The Science Based Target Initiative has been created by 4 organisations:  DP, WWF, the World Resources Institute, and the World Business Council for Sustainable Development.

In the Paris Agreement, national governments committed to limit temperature rise to well below 2 degrees Celsius (°C) and pursue efforts to limit temperature rise to 1.5°C. Beyond these thresholds, the world will increasingly experience dangerously elevated amounts of sea-level rise, droughts, flooding, and other extremes. Despite the efforts of governments and other actors, total anthropogenic GHG emissions continue to increase. Under current trajectories, global mean temperatures are projected to increase by 3.7 to 4.8°C by the end of this century. Even under existing country-level commitments, emissions levels in 2030 will be 24 to 60 percent higher than they should be under least-cost 2°C scenarios (UNFCCC Secretariat 2016).

Companies have a pivotal role in ensuring that the global temperature goals are met, but most existing company targets are not ambitious enough. The majority of global GHG emissions are either directly or indirectly influenced by the corporate sector. Many companies, recognizing the risk climate change poses to their business and the opportunity it creates for leadership and innovation, have already committed to change by setting emission reduction targets. Yet, to date, most companies’ targets have been incremental and do not match the ambition and timelines consistent with a 2°C future.

SBT’s represent a more robust approach for companies to manage their emissions over the long haul. SBT’s are grounded on an objective, scientific evaluation of what is needed, rather than what is achievable by any one company. And they offer a firm foundation for organizations’ long-term climate change strategies, boosting companies’ competitive advantage in the transition to the low-carbon economy. Targets are considered “science-based” if they are in line with the level of decarbonisation required to keep global temperature increase below 2°C compared to pre- industrial temperatures.
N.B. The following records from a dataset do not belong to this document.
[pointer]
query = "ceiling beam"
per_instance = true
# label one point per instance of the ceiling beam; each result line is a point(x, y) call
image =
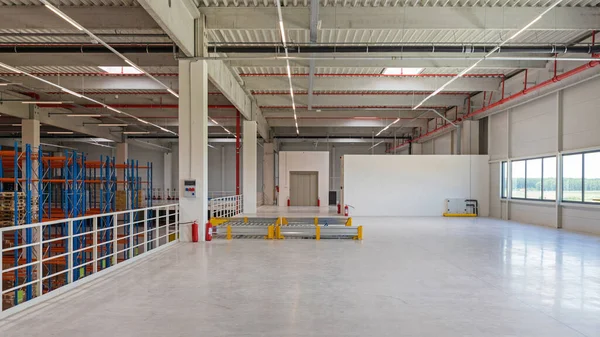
point(372, 83)
point(16, 109)
point(402, 18)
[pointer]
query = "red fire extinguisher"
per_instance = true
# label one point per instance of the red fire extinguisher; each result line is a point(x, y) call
point(208, 236)
point(195, 232)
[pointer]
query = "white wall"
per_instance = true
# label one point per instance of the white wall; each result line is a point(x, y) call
point(413, 185)
point(303, 161)
point(533, 130)
point(336, 151)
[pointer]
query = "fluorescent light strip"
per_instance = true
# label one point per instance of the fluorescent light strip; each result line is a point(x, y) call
point(464, 72)
point(43, 102)
point(90, 34)
point(388, 126)
point(60, 132)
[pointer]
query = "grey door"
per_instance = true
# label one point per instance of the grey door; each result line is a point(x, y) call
point(304, 188)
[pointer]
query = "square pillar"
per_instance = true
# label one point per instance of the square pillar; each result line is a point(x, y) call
point(121, 158)
point(193, 145)
point(268, 173)
point(249, 189)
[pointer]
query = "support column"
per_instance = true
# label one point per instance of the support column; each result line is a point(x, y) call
point(121, 158)
point(168, 173)
point(193, 145)
point(269, 173)
point(249, 167)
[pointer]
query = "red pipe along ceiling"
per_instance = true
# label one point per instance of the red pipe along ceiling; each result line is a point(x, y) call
point(519, 94)
point(369, 75)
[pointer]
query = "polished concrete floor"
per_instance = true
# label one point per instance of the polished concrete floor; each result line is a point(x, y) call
point(409, 277)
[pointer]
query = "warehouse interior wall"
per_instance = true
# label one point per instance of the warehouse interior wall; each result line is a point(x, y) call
point(413, 185)
point(304, 161)
point(336, 151)
point(561, 122)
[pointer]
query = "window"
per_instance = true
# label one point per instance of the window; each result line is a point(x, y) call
point(591, 177)
point(504, 182)
point(534, 179)
point(572, 177)
point(518, 179)
point(549, 179)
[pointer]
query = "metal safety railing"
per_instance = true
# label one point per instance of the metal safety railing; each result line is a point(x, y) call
point(39, 259)
point(226, 207)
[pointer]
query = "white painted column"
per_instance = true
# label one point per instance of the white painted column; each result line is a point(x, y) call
point(249, 166)
point(193, 145)
point(121, 158)
point(269, 173)
point(168, 173)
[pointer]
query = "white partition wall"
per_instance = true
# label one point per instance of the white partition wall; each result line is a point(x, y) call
point(413, 185)
point(307, 161)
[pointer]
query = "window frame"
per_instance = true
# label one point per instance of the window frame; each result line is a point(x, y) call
point(541, 179)
point(562, 180)
point(504, 180)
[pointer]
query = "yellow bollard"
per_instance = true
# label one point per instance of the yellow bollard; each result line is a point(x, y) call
point(359, 233)
point(270, 235)
point(278, 235)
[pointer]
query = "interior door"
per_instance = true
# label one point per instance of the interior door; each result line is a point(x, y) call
point(304, 189)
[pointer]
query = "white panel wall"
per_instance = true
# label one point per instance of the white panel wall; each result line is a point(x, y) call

Companies are increasingly adopting SBTs, although uncertainty exists regarding best practices. Over 350 multinational companies have already set an SBT and over 850 have committed to set an SBT in the near future through the Science Based Targets initiative. Because setting SBTs is an emerging practice, considerable uncertainty exists amongst companies around the benefits of settings SBTs, what kind of target may constitute an SBT, and best practices for both gaining internal support for SBT adoption and communicating SBTs to external audiences.